L’alternative serait de travailler pendant la journée. Ceci n’est possible que dans la plus grande discrétion, car le business du sexe est considéré comme répugnant par la tradition africaine. C’est la raison qui a poussé Zawadi Kabuo à déménager vers un quartier où elle peut recevoir ses clients en cachette. Comme astuce, elle fait semblant d’attendre un rendez-vous dans l’un des débits de boisson. Ses manières séduisantes portent ses fruits. "Je n’ai que la prostitution pour me faire vivre, dit-elle. La journée, ceux-qui viennent boire me trouvent ici. S’ils sont intéressés par mes services, on négocie le prix puis on passe à l’acte."
Davantage d’insécurité
Cependant, certaines prostituées, rentrant chez elles tardivement à pied, se plaignent d’être souvent tracassées et même violées par des patrouilleurs de l’armée régulière. Sandrine explique ce qui lui est déjà arrivé : "La sécurité qu’ils nous ont apportée nous insécurise davantage. Une nuit, par exemple, un soldat m’a demandé ma carte. Comme je ne l’avais pas et que j’avais les poches vides, il m’a obligée de coucher avec lui gratuitement. Vers une ou deux heures du matin, il m’a lâchée. Je ne savais où aller à cette heure-là parce qu’il n’y avait pas de taxis-motos. Ça fait vraiment pitié !"

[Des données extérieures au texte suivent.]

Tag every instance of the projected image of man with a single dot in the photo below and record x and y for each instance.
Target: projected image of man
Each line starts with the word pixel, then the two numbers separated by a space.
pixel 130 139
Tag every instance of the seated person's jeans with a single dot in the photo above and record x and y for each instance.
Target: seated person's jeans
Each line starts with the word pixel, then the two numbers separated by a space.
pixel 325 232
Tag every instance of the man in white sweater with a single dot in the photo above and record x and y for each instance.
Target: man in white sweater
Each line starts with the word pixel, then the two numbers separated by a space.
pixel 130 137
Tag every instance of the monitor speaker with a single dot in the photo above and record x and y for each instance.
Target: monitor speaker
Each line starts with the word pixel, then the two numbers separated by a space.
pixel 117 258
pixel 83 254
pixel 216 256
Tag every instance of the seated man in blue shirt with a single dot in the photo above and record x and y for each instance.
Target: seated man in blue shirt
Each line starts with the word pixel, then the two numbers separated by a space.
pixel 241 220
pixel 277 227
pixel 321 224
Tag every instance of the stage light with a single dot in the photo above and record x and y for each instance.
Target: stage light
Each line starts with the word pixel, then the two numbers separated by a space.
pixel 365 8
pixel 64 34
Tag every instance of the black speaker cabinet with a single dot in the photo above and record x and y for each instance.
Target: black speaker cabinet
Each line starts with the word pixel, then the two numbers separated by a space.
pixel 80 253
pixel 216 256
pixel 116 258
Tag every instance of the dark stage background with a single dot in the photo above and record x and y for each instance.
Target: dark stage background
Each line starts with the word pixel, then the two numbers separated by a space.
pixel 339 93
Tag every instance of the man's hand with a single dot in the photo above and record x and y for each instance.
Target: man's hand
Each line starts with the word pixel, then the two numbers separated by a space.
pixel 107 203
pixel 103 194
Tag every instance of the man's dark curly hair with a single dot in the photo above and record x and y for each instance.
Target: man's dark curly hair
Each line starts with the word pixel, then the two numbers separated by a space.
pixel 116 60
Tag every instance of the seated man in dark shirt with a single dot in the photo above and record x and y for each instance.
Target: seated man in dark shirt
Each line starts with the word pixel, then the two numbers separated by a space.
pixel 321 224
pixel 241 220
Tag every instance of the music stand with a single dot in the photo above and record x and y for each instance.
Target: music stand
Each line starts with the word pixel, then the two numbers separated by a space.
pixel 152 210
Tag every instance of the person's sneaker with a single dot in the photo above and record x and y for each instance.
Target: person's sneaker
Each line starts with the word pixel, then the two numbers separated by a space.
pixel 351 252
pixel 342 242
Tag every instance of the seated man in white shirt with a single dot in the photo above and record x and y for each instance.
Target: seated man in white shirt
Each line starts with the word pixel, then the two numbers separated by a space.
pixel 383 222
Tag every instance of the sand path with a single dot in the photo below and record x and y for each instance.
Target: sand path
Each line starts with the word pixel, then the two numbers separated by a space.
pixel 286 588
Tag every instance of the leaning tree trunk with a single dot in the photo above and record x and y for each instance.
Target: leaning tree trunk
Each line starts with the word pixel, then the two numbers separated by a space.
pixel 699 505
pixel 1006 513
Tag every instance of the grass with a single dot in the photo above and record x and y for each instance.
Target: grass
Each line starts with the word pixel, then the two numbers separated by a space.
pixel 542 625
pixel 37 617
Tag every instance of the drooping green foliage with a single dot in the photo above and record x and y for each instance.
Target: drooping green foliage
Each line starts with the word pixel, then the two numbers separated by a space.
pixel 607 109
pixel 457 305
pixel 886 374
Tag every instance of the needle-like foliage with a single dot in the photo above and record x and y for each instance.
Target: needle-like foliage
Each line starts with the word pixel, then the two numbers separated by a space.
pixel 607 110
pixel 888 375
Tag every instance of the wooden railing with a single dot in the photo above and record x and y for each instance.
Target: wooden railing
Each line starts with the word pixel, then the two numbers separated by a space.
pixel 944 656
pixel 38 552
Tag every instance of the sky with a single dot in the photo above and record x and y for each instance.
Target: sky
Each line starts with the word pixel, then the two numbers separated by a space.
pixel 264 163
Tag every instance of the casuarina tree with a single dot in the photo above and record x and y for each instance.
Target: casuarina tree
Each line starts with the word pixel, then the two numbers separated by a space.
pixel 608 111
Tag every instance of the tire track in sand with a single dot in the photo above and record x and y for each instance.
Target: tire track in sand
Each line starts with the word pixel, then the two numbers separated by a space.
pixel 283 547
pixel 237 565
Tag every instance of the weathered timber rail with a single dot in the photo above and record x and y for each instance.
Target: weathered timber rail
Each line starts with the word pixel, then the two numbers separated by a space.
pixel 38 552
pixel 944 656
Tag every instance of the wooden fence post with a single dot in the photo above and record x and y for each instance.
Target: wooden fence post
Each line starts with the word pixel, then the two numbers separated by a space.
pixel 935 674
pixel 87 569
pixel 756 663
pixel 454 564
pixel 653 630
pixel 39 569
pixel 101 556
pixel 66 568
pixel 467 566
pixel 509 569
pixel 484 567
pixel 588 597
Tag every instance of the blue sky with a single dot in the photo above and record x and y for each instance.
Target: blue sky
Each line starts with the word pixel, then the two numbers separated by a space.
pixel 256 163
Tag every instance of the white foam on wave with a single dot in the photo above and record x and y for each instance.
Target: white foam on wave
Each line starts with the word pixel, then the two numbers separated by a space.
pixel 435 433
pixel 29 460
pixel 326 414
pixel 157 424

Toutes les prostituées de la ville de Goma ne demandent que la reprise normale de la circulation des motos-taxis pour un meilleur exercice de leur profession. Elles menacent d’envahir le domicile du maire de la ville, auteur de ce couvre feu. Zawadi Kabuo se déchaîne : "Toutes les prostituées, nous préparons un jour ou nous débarquerons. Nous avons déjà préparé ce que nous allons lui dire. Que veut-il que nous devenions ? Dois-je aller déposer mes enfants chez lui pour qu’il les prenne en charge ? Nous irons vivre chez lui, s’il sait nourrir toutes les prostituées de cette ville."
Jusque-là, aucune réponse des autorités concernées aux desiderata de ces professionnelles de sexe.